Union Kitchen merges the concepts of a shared kitchen and a business incubator, catering primarily to small food businesses.

==History==
Union Kitchen was founded as Black Strap Bakery in 2012 by Jonas Singer and Cullen Gilchrist in Washington, D.C. It originated from Singer and Gilchrist's search for a kitchen space for their Blind Dog Cafe and Bakery. They repurposed a 7,300-square-foot vacant kitchen near the U.S. Capitol into Union Kitchen, starting with a few members. The first food incubator was opened by Union Kitchen in 2012 in NoMa.

In February 2013, Washington D.C.'s government established a partnership with Union Kitchen aimed at supporting district residents in initiating culinary careers. The initiative provided entrepreneurs at Union Kitchen's Northeast Washington facility a platform for starting their businesses with reduced costs and risks.

In May 2013, Union Kitchen acquired empty lots in NoMa, launching weekend open-air bazaars for food trucks and vendors to sell prepared foods. They also planned to host food events and acoustic music on Thursdays and Fridays, and to collaborate with Relay Foods for a weekly grocery pick-up spot.

In March 2014, Union Kitchen opened a market and cafe in Capitol Hill.

In November 2014, the National Museum of Women in the Arts formed a partnership with Union Kitchen to manage the museum's Mezzanine Cafe. This collaboration involved a rotation of pop-up cafes operated by Union Kitchen's members. In the same year, Union Kitchen was named as one of the finalists for USA Todays Entrepreneur of the Year award.

In 2015, Union Kitchen expanded its operations by opening a second location in Ivy City. It also invested $2 million in a 15,000-square-foot warehouse, increasing the capacity for new members.

In 2016, Jonas Singer stepped down as the chief executive officer (CEO) of Union Kitchen.

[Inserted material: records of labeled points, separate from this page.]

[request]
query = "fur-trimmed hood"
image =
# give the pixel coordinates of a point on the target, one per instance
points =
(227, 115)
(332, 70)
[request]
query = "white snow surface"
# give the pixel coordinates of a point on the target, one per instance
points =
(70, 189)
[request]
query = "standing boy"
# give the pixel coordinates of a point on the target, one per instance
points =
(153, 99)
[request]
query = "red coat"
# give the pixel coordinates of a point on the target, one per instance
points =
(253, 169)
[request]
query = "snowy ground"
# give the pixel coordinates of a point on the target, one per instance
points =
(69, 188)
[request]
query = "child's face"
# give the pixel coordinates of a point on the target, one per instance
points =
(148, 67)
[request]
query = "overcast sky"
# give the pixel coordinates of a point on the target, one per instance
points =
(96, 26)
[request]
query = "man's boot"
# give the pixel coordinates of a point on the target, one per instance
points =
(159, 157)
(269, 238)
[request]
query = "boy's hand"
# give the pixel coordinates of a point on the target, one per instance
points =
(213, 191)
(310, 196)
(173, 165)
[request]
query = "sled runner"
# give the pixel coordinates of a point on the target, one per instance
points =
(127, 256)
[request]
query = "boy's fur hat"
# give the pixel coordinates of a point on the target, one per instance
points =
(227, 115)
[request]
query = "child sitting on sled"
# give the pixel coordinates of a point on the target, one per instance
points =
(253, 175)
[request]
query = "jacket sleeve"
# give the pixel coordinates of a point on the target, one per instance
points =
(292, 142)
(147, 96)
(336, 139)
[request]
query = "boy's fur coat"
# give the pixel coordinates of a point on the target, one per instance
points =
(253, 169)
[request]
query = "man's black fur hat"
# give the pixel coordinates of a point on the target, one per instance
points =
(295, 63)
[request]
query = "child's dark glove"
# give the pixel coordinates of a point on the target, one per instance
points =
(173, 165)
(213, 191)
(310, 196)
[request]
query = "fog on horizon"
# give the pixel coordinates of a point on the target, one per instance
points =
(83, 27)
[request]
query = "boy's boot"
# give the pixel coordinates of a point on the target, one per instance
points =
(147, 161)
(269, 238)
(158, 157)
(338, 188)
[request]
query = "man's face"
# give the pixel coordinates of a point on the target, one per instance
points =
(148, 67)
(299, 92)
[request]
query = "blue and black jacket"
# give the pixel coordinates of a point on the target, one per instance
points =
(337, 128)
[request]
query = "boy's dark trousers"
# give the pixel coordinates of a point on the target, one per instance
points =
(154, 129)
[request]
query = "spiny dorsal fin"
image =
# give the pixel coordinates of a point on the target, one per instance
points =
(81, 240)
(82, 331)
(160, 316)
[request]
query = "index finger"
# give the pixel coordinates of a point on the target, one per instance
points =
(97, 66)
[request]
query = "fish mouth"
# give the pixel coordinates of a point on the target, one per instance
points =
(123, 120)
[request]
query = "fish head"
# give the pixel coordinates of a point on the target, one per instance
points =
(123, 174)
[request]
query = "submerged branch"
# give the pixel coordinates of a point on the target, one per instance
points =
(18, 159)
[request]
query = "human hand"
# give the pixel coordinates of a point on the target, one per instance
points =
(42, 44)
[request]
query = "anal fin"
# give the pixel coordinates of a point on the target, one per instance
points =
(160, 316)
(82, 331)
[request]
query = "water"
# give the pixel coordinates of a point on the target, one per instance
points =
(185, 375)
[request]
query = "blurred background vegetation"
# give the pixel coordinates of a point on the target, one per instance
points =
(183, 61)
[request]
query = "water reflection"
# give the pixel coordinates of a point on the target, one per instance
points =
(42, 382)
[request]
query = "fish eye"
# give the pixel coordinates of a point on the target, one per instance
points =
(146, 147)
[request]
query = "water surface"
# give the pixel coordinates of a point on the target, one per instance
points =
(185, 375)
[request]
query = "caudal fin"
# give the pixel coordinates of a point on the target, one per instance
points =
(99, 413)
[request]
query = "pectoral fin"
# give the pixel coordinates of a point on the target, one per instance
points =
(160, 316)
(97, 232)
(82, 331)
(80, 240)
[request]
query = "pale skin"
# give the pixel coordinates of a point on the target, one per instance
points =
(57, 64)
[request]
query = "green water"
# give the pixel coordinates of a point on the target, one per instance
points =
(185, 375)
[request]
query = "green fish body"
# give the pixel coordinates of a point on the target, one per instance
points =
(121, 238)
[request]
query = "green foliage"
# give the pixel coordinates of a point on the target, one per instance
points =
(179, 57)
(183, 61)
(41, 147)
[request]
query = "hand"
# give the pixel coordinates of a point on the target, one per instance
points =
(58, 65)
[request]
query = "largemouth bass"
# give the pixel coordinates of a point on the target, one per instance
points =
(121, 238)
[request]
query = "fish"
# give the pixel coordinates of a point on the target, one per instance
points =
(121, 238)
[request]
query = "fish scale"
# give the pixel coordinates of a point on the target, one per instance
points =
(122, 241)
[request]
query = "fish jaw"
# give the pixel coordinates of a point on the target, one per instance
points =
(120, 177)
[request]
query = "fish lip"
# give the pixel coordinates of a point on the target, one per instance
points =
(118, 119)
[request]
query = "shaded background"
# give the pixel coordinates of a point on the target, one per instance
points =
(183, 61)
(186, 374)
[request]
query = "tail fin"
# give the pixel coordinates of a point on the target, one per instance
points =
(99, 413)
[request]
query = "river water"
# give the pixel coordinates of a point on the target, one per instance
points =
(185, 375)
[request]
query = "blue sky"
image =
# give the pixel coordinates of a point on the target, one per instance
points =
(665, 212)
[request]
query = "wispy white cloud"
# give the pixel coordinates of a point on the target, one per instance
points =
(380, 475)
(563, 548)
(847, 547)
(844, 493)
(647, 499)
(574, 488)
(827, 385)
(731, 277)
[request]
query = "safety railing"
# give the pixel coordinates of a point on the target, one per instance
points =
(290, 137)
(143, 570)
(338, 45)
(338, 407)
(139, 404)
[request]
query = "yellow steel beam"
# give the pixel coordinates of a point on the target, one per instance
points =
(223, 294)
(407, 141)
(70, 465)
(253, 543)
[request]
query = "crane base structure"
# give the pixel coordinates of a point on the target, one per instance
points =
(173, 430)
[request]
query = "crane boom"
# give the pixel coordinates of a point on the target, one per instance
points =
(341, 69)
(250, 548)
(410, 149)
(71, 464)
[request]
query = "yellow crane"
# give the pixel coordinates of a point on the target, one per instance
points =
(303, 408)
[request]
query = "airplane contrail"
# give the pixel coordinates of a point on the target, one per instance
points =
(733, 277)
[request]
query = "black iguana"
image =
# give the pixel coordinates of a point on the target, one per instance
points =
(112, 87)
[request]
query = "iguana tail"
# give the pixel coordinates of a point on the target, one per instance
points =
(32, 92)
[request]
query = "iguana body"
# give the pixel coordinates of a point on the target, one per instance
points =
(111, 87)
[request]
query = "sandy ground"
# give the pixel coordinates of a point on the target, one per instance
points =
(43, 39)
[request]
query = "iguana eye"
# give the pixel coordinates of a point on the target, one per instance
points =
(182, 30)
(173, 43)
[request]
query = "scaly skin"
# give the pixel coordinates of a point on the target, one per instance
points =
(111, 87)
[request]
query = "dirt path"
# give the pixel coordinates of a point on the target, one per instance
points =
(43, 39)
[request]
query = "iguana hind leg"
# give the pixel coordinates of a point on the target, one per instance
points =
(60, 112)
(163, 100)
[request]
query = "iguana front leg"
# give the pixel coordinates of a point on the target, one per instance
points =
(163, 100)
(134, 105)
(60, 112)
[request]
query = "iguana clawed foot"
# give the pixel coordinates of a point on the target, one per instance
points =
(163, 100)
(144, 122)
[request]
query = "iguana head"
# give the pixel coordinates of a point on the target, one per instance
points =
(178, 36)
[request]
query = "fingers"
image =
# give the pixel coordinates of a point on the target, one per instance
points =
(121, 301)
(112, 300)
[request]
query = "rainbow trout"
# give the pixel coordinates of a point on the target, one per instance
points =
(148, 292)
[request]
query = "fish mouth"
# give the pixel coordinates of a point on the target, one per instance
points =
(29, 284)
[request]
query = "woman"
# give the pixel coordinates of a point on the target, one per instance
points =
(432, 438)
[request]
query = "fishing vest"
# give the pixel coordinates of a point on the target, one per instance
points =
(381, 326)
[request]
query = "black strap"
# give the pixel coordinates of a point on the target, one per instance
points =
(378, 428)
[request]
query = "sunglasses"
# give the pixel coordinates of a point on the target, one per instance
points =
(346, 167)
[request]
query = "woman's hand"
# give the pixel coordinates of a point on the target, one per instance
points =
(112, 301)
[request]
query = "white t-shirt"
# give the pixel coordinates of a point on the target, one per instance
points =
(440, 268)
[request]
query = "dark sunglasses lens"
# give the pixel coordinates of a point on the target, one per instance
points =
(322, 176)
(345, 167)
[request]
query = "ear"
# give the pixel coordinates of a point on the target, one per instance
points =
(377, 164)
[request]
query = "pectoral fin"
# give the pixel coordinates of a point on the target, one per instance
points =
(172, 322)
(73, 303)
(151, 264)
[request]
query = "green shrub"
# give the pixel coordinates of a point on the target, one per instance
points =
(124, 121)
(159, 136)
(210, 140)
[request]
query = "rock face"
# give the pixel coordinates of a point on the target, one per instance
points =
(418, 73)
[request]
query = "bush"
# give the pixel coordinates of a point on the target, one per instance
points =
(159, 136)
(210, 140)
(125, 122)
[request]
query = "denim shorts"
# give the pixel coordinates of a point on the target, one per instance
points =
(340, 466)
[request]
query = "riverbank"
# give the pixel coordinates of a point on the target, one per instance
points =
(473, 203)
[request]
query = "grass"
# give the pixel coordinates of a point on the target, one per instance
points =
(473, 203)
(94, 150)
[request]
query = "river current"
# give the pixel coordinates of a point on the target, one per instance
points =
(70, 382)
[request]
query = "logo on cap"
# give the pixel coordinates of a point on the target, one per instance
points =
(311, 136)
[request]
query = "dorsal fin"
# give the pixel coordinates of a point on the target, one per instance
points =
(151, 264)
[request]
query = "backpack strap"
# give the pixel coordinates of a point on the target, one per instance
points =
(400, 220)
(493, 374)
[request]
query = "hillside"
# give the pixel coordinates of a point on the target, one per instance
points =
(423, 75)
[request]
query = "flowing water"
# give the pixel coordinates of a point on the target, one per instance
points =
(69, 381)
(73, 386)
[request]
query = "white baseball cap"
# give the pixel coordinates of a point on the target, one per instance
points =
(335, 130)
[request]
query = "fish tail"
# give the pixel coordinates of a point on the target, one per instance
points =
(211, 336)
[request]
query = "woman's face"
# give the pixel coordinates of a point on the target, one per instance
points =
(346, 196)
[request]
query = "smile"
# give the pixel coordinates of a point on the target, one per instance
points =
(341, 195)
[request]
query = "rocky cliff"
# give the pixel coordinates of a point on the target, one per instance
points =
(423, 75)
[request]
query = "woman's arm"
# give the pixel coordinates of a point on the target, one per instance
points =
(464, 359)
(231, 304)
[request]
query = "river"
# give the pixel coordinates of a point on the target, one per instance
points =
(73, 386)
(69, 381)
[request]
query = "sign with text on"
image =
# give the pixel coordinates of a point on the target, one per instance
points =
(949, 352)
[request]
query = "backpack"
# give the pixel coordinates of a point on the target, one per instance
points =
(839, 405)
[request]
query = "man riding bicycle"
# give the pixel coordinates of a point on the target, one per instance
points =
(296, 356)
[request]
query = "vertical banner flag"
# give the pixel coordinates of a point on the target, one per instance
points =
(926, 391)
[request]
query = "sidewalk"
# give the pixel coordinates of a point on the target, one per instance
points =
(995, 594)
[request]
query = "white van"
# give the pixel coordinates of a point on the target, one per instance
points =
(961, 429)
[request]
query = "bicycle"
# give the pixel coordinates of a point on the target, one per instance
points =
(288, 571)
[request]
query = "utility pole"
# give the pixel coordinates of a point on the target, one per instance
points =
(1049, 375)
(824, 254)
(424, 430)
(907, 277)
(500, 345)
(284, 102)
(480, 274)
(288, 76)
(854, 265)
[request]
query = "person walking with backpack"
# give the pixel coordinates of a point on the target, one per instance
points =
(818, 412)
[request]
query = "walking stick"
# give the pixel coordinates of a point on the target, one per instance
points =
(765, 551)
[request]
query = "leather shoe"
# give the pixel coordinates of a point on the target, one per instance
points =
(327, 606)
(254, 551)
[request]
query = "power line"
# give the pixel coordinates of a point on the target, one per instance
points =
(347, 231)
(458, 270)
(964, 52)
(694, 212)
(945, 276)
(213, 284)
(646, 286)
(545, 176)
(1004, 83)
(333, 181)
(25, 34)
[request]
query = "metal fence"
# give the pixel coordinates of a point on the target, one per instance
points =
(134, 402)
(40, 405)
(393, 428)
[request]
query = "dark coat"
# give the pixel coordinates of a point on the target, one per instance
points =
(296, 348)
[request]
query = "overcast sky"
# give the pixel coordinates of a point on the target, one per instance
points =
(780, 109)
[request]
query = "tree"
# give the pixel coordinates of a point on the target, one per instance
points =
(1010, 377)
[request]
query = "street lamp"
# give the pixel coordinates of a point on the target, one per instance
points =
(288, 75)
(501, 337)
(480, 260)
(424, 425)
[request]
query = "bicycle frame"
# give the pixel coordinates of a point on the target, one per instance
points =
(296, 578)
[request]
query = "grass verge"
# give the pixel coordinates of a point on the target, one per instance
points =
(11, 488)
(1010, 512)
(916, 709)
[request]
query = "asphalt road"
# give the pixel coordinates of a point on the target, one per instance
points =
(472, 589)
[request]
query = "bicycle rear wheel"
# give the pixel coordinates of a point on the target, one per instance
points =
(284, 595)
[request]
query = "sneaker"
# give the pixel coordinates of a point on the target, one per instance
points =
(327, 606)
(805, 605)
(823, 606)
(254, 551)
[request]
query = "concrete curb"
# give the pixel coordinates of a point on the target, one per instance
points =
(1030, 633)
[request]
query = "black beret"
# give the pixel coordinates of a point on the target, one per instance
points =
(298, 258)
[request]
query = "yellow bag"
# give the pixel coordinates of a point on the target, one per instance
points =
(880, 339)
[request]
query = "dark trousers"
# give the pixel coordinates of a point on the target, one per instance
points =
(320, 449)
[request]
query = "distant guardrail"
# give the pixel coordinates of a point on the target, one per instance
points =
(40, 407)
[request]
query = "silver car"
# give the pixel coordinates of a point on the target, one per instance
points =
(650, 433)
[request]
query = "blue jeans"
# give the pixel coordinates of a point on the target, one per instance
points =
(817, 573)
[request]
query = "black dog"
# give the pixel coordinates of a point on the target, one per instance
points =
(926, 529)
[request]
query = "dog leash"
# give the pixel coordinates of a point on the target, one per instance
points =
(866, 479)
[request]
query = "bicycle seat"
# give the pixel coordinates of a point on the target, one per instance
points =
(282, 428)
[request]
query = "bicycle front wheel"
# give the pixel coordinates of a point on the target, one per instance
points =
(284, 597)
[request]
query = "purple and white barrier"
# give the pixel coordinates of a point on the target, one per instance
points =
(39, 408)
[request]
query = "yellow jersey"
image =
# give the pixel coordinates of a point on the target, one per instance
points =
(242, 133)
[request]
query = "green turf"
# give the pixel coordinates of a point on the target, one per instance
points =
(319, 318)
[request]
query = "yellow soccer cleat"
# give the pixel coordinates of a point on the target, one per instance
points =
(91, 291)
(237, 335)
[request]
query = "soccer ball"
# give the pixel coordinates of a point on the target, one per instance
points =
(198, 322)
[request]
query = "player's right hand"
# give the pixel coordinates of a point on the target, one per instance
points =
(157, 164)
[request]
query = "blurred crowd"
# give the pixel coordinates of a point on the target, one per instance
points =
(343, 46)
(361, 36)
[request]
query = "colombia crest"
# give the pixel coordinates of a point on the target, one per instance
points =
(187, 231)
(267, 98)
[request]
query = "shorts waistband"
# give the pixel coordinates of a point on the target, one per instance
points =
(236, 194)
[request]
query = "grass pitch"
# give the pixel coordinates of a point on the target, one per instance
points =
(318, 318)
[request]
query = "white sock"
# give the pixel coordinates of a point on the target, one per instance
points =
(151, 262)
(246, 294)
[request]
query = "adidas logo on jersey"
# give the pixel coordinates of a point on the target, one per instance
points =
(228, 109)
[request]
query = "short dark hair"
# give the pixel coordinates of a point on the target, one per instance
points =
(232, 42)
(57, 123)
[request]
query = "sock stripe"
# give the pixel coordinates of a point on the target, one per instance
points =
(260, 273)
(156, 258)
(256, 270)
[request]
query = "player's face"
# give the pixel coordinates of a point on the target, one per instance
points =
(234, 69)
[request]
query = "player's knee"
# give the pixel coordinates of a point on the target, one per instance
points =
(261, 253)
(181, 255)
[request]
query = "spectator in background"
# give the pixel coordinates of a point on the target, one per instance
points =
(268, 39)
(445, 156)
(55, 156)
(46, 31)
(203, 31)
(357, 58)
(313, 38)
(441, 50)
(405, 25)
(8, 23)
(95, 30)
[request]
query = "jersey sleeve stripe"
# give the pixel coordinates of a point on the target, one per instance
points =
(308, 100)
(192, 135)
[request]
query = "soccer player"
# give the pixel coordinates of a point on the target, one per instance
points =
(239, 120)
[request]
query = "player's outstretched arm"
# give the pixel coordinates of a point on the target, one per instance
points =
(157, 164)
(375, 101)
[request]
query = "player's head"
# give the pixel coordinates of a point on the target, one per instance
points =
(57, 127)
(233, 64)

In January 2018, Union Kitchen opened a 2,500-square-foot grocery store in the One Franklin Square building in Washington, D.C., and another 3,000-square-foot store in the redeveloped Ballston Quarter mall in Ballston.

==Business model==
Union Kitchen provides small food enterprises with six-month memberships to a regulated community kitchen at a reduced cost. Additionally, Union Kitchen provides services in branding and distribution, as well as catering and distribution for member products.

Union Kitchen also provides a distribution company managed by the incubator itself. The membership also includes a coworking space situated near one of the kitchens.